Serve, per esempio, spostare l’eccesso di investimento che c’è stato in alcuni comparti dell’economia, come l’export in Cina e in Germania, o come l’investimento immobiliare in altri paesi, verso le infrastrutture.
Per farlo non basta lo stimolo monetario come l’abbiamo visto finora. Servono cure più profonde. Anche a costo di sacrifici, come svalutare in bilancio i valori di attività (sia industriali che finanziarie) a livelli più ragionevoli. Servono costose ricapitalizzazioni di grandi istituzioni finanziarie di alcuni paesi.
Servono, insomma, risposte e interventi sul terreno del tasso dei cambi, riforme sul lato dell’offerta, correttivi del tasso di risparmio a livello nazionale, spesso insostenibile.
Un nuovo approccio, dice King, dovrà essere messo in campo anche di fronte a una nuova crisi finanziaria.

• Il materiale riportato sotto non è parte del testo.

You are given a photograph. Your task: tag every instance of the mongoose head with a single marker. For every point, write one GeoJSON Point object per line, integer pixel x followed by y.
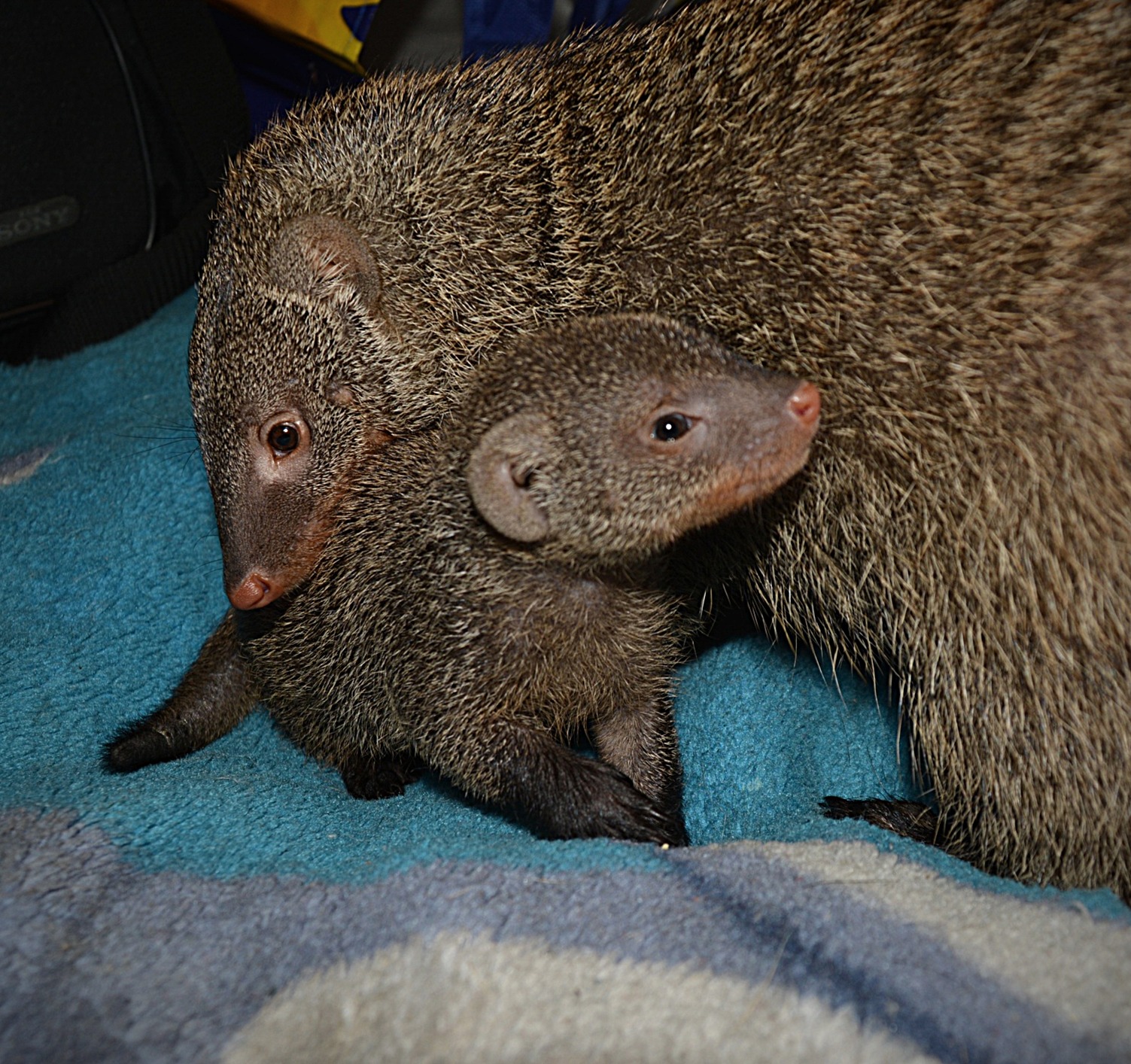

Dove gli interventi di emergenza delle autorità monetarie per spegnere gli incendi, i salvataggi delle banche e delle istituzioni in difficoltà, non dovranno essere decisi sul momento sulla base delle garanzie offerte o viceversa essere illimitati pur in assenza di un controllo politico, ma dovranno basarsi su uno schema assicurativo stabilito ex ante: uno schema che consenta alle banche di poter fare ricorso ai prestiti nei momenti di difficoltà, piuttosto che a salvataggi con un sistema di bail-out.
Anche su questo fronte è l’incertezza, l’arbitrarietà, il nemico da combattere. Lo stesso principio con cui si garantisce l’indipendenza delle banche centrali deve essere applicato alle regole di intervento nel crisi finanziarie, osserva King.
Viviamo in tempi turbolenti, conclude l’ex governatore. Siamo in un modo rovesciato, in cui l’economia di mercato, che per tanto tempo ci ha garantito la prosperità, ha bisogno di un aiuto per uscire dalla trappola della stagnazione.
Il nostro mondo, il nostro sistema democratico, non sopravviverebbe a un’altra crisi finanziaria, avverte King. Sta alle élite, in questo momento, dimostrare di essere capaci di trovare collettivamente le soluzioni – non convenzionali – ai problemi. Come seppero fare 75 anni fa. Quando costruirono le istituzioni del mondo di Bretton Woods, ancora oggi sentinelle di stabilità.